L’aval d’un effet de commerce irrégulier en raison d’un vice de forme est lui-même nul et ne vaut pas promesse de porte-fort.

par Xavier Delpechle 23 septembre 2015

Que vaut l’aval d’un effet de commerce irrégulier car infecté d’un vice de forme ? En l’occurrence, le vice était particulièrement grave, puisque c’est la signature du tireur qui manquait. Rien de moins. Un tel effet « ne vaut pas » comme lettre de change (C. com., art. L. 511-1, II), ou, ce dont il est question ici, comme billet à ordre (C. com., art. L. 512-2).
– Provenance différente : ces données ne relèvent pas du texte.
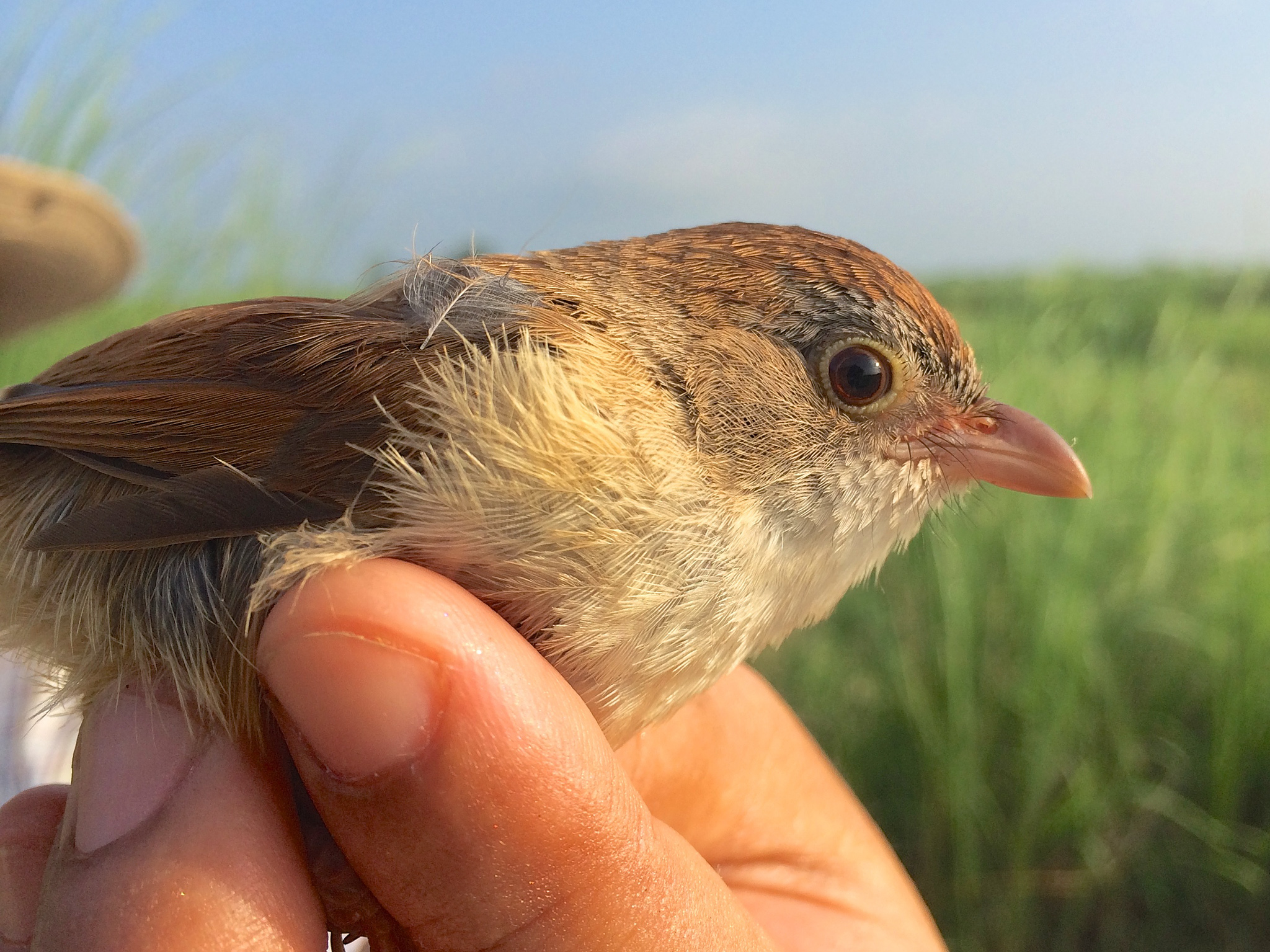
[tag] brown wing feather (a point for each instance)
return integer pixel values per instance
(214, 503)
(290, 393)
On pourrait néanmoins concevoir qu’en vertu de la technique de la conversion par réduction, l’effet irrégulier, s’il perd toute valeur sur le terrain du droit cambiaire, conserve une certaine valeur juridique sur le fondement du droit commun et qu’il dégénère en simple reconnaissance de dette. Mais comme l’élément qui fait défaut est ici la signature, qui matérialise le consentement de celui qui s’engage, il ne saurait en être question.

Fort logiquement, l’aval d’un engagement nul, même si lui est irrégulier, ne saurait produire un quelconque effet de droit. Même si l’engagement de l’avaliste d’un effet de commerce revêt une...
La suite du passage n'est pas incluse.